B.1. Physical Container
Working at the chipset or kernel level of a mobile device to separate business apps and their data from a user’s personal apps. Physical containers creates hardware level segmentation between a mobile user’s business environment and personal environment. Implying a separate OS stack at the kernel level just for business apps to reside and operate. This OS stack is completely distinct from the mobile device’s normal OS stack where the users’ regular apps reside. As it is a separated domain, administrators can enforce organisation specific security requirements to that particular “Physical Container”. A key security aspect of physical containers is that the OS stack typically has to leverage processor-specific capabilities.

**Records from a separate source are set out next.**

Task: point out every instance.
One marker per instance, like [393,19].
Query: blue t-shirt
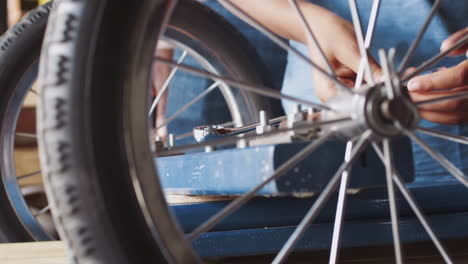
[397,25]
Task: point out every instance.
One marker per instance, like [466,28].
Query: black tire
[19,50]
[86,128]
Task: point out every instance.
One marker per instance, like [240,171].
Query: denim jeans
[397,25]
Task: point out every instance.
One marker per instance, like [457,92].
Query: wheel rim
[12,180]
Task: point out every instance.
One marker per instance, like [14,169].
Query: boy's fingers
[454,118]
[450,41]
[443,79]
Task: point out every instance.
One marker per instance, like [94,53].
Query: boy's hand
[337,38]
[444,82]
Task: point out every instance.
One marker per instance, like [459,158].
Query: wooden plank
[33,253]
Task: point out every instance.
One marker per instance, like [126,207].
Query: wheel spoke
[458,96]
[388,162]
[386,71]
[409,54]
[189,104]
[237,203]
[26,135]
[269,92]
[360,40]
[458,174]
[436,59]
[310,35]
[417,211]
[368,41]
[43,210]
[28,175]
[281,43]
[439,134]
[340,208]
[167,82]
[324,196]
[232,140]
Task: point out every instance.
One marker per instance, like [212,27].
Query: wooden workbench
[33,253]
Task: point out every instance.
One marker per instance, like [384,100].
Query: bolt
[242,143]
[296,116]
[209,149]
[264,125]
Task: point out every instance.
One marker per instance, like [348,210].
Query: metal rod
[417,211]
[360,40]
[386,71]
[189,104]
[458,174]
[388,162]
[28,175]
[283,44]
[237,203]
[28,135]
[409,54]
[310,35]
[458,96]
[436,59]
[340,208]
[443,135]
[231,140]
[320,202]
[167,82]
[368,41]
[245,86]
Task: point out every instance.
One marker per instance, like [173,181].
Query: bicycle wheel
[130,219]
[25,193]
[25,215]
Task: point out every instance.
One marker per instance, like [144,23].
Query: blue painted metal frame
[236,171]
[264,224]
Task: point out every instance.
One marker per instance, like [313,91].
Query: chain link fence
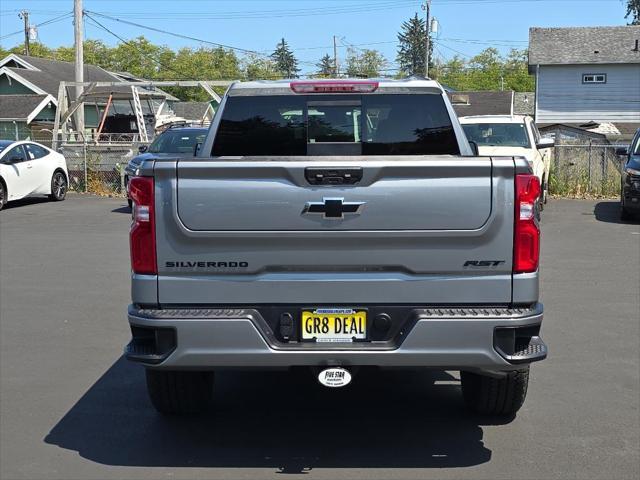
[585,170]
[98,169]
[96,166]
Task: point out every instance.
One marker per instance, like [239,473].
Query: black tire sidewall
[66,186]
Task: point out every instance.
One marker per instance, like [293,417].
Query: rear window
[177,141]
[335,124]
[498,134]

One of the biggest benefits offered by physical containers is the top to bottom secure isolation that they offer between the separate OS stack and the device’s normal OS stack, ensuring that no interaction can occur between business and personal apps. Since it is a separated platform, the vulnerability will not inherit from mobile device.
However, this stack-level isolation also creates one of the major drawbacks inherent to physical container solutions—disruption of the user experience. Whenever users are logged into the mobile devices’ normal OS stack, they have to exit and enter into the separate OS stack anytime they want to use a corporate app. When they want to use a personal app, they have to reverse the process. The constant switching between physical containers not only creates user inconvenience, but also would affect user productivity over an extended period of time. Currently, this kind of solution is OS dependent; third-party and internal software developers have to customise the application to support the physical container.
B.2. Virtual Container
Business apps are segmented within an encrypted workspace inside the operating system comparable to a single sandbox with multiple apps running inside it. Policies are implemented to govern what types of interactions may occur among apps inside the virtual container. All interactions between business apps in the container stay within the container. Likewise, all of the data associated with the virtual container’s apps remains secure within the confines of the virtual sandbox.

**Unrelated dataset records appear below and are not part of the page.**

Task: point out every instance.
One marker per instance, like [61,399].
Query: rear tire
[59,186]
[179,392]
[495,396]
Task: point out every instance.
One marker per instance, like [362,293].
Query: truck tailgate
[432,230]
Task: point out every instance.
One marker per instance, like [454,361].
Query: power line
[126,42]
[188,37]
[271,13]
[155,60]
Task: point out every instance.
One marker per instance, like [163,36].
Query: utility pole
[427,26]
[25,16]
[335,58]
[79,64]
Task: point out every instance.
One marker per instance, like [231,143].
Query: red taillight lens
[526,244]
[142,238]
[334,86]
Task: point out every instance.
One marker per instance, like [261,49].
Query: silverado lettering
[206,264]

Mobile users is required to input a separated password for authenticating the container and perform business activities. With the adoption of virtual container, the logical separation between the business apps and personal apps is executed by the operating system and kernel. Since the container is run inside the mobile device, the vulnerabilities of the operating system and kernel may affect the security of container. Furthermore, the solution requires third-party and internal software developers to develop or modify their apps to support a vendor-specific container environment. Virtual container strategies also requires specific skills and additional administration effort in the on-going support activities.
B.3. Per-App Container
Per-app container provides a secure self-contained sandbox to each individual app and its associated data, which can provide more granular control to its administrators in securing organisational data, while presenting users a more seamless user experiences. Under this model, administrators can choose to configure general policies that apply to all apps, specific policies for individual apps, or a combination of both. Administrators can also granularly control the directional flow of data for each app, such as inbound and outbound communications. Additionally, since each contained app’s data is individually encrypted and secured by policy, the business app will remain protected if a malicious app happens to infect the mobile device.

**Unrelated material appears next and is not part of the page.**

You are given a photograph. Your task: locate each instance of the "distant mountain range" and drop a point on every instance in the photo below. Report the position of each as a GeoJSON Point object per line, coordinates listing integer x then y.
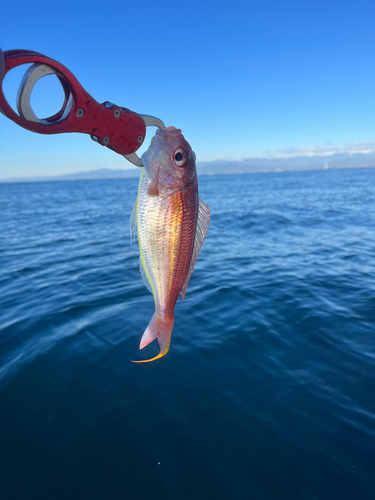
{"type": "Point", "coordinates": [249, 165]}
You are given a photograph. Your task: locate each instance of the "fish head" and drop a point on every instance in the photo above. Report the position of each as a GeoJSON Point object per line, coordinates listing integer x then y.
{"type": "Point", "coordinates": [170, 159]}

As enforcement is on per-app basis, users typically do not have to constantly enter and exit contained and non-contained environments to switch between personal apps and business apps. Users can easily see and access all the apps they are authorised to use whether they are personal or corporate apps. The combination of the per-app policy governance and application-level encryption gives B/Ds the additional level of security they need to keep their business apps and data safe.